SHELLEY : Ditto…. 8 1/2 was the movie that opened my eyes to the possibilities of cinema. It was the first film I’d seen that reflected reality in a way that wasn’t trying to be realistic but was so honest and yet fantastic at the same time. I like to watch it after a late night out…. something about it lends itself to that tired but awake state?
its also the first Criterion release I bought :)
I’ve loved movies for as long as I remember, but one memory really sticks out in my mind. I’m seven years old and in tears at The Video Shop (anyone remember this chain?) because I can’t pick a movie. My father keeps recommending a Bond but I do not accept. After like 20 minutes of crying, we move towards the exit and Dad just picks something off the shelf kind of randomly. It was Cool Hand Luke and it really changed my life.
Jeffery, I like your post but a mere movie is always a film.
Alex: It was my first, as well! I received that and The Seventh Seal for Christmas, and my money has been slowly dwindling away ever since…
I’ve always loved film. I remember 2 situations in which I was duly impressed. In the mid 60’s the local PBS station ran a Japanese film every sunday-mostly Kurosawa.
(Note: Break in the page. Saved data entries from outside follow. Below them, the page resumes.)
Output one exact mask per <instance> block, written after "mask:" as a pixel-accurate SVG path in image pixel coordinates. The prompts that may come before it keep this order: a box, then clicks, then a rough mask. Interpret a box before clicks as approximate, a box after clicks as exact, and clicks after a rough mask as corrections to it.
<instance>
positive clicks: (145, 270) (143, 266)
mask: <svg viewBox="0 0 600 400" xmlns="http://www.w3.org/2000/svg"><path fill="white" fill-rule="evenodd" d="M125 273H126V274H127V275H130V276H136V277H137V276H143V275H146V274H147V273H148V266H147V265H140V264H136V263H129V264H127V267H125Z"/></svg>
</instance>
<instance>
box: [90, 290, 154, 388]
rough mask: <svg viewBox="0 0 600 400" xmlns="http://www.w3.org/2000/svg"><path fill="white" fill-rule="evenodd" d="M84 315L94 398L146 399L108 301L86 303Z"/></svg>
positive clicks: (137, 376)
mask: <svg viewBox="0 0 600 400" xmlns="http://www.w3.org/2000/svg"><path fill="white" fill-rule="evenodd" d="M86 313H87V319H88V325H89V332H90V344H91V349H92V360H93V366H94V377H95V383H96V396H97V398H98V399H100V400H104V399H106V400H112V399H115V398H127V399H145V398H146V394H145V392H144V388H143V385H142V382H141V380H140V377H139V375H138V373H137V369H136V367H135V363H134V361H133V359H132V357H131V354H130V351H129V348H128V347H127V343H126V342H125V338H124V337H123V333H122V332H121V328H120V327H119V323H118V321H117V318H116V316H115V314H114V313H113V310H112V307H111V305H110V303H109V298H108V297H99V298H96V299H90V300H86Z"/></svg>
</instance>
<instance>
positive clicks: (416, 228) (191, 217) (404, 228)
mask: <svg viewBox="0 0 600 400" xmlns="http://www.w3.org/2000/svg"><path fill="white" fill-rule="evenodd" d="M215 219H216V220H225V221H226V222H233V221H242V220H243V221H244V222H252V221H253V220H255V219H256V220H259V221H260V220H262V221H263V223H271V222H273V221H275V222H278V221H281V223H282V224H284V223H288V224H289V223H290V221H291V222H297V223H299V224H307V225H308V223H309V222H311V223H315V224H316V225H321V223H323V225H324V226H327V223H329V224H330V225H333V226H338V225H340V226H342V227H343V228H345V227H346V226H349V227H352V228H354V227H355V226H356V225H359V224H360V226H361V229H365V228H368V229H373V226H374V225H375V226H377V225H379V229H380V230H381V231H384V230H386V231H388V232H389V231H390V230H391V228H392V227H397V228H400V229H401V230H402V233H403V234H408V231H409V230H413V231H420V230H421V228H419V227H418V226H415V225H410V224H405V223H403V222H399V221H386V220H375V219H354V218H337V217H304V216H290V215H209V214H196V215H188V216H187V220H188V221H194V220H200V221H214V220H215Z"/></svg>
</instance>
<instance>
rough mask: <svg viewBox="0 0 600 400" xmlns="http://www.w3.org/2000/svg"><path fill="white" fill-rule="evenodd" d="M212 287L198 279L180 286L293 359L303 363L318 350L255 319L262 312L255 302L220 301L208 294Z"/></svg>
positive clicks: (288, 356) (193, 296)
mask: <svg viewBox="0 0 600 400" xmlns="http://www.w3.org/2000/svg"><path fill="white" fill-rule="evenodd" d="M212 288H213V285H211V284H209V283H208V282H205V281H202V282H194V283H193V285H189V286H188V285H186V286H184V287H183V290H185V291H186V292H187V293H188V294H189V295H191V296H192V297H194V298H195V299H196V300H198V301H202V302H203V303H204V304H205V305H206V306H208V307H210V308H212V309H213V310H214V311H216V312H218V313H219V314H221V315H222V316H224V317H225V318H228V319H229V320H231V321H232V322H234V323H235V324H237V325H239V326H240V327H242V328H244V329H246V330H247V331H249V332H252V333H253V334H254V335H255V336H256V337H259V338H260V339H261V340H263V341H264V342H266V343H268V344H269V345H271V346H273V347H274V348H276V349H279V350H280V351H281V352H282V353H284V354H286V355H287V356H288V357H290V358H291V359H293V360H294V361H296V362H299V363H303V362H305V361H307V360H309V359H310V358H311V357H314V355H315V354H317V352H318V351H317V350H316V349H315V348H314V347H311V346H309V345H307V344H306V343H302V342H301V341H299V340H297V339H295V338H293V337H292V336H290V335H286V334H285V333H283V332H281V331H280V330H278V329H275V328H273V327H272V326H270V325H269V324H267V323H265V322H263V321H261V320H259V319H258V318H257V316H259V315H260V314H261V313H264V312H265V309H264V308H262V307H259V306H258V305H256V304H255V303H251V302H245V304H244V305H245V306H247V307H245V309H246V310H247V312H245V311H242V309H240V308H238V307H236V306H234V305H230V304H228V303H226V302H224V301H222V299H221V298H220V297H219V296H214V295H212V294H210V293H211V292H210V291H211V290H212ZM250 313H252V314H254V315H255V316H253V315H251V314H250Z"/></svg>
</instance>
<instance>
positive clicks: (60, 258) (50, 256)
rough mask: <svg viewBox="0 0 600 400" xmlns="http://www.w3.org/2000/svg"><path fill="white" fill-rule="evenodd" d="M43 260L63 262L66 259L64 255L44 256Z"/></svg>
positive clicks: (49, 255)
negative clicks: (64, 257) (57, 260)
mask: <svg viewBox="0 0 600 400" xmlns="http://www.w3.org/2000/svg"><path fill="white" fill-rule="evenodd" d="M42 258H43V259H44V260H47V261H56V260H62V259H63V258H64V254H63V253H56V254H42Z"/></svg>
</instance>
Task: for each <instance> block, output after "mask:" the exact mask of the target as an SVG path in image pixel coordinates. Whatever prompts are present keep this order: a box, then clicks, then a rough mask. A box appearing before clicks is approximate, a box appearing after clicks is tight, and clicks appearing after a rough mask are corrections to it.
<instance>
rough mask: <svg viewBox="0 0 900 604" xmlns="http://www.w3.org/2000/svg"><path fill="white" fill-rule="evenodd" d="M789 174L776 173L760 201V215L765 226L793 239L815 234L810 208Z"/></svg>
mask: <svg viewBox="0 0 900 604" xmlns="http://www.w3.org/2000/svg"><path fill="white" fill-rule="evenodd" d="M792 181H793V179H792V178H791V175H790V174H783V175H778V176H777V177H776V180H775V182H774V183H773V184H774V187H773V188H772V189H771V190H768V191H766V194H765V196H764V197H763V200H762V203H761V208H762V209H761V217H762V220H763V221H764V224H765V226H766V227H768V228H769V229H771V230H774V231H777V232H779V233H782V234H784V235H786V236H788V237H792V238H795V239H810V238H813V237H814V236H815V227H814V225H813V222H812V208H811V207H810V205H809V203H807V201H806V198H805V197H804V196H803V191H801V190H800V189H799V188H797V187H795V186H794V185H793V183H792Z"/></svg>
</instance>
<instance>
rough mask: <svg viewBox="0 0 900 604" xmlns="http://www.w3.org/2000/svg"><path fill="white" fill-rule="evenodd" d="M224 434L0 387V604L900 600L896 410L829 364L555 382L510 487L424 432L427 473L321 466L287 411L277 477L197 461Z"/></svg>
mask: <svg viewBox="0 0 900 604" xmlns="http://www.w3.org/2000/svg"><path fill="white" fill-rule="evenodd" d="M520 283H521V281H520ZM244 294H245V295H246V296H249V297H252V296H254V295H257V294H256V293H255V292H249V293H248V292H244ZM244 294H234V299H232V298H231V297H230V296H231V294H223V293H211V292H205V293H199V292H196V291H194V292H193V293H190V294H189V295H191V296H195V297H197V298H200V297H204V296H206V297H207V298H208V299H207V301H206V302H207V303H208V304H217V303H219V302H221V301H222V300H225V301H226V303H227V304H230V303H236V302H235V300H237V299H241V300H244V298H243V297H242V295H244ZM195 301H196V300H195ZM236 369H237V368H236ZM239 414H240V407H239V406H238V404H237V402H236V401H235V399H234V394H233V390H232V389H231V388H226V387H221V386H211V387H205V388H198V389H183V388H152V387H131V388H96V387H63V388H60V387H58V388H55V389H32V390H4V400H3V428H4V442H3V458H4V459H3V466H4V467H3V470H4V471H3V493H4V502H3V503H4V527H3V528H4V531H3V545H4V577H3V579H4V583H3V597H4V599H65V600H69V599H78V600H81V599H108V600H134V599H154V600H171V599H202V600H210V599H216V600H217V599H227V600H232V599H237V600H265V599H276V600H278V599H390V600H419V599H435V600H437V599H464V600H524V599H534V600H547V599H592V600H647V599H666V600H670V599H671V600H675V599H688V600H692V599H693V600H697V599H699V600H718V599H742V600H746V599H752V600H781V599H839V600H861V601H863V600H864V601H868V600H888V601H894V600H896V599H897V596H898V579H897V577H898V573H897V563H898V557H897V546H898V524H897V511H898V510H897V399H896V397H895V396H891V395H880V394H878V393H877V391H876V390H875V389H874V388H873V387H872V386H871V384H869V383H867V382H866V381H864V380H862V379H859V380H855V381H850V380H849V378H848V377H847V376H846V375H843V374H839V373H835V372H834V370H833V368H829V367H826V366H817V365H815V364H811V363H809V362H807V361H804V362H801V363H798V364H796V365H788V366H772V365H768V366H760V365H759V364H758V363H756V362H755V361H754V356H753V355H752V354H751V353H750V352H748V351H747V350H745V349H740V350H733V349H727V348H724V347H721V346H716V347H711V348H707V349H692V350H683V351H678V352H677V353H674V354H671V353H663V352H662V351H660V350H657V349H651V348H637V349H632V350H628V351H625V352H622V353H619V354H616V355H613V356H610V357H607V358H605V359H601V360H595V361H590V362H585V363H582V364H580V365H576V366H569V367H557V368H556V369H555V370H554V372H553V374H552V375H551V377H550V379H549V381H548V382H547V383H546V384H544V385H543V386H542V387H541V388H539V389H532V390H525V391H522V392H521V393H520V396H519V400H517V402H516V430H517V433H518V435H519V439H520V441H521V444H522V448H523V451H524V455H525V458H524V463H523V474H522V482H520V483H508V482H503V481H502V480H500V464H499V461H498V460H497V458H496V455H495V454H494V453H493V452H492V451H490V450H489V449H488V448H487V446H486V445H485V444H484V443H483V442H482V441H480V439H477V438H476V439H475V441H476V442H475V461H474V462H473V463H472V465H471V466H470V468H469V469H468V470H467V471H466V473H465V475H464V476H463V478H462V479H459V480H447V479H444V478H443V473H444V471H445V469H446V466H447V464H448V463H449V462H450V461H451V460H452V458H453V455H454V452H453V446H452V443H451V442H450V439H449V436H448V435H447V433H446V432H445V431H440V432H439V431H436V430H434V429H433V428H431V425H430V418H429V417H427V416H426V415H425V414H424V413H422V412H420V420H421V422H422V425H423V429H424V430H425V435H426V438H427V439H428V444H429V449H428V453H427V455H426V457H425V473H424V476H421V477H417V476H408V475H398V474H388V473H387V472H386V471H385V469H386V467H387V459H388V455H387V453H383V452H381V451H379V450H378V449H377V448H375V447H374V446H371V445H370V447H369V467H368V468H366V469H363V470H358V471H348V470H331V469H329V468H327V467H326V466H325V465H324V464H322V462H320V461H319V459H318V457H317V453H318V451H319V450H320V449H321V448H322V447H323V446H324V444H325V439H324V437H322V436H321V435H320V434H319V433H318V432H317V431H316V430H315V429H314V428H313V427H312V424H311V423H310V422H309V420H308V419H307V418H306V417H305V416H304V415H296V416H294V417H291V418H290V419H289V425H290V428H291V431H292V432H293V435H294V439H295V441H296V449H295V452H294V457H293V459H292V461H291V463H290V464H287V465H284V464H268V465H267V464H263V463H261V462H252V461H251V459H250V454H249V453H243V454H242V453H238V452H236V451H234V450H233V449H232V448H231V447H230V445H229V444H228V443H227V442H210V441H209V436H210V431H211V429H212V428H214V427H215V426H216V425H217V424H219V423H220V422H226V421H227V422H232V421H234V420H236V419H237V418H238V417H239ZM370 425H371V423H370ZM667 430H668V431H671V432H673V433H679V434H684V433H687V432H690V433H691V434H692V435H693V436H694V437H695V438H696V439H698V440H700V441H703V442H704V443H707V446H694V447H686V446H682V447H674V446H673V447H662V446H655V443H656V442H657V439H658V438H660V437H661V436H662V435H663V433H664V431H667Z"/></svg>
I hate to think now what the quality of those prints were. The second was seeing The Conformist in a theater on it’s initial release. I had to go back the next night to see it again. The current DVD release does scant justice to the look of the film.
L’Avventura. I saw it when it came out in the US. It felt so slow and teasing and relentlessly uneventful until the very end when Monica Vitti silently forgives her lover. The emotion of that ending was overwhelming and a complete surprise. I went to see it again the next day to repeat the experience.
Hidden Fortress. I saw it on an old VHS from the library when I was ten, and it blew my mind.
Robert Jahnke III
I grew up with two of my uncles taking to movies very often. and my love of them started with those trips around town on a Saturday hitting this or that theatre.
But it wasn’t until i saw Legend when i was 17 that it hit me that there was more going on than just the actors playing a role and telling a story.
That film visually blew me away. That got me turned on to NEEDING to see other Ridley Scott films. And then similar films and on and on.
I am interested in hearing what film or films may have made you into the fan/fanatic you are.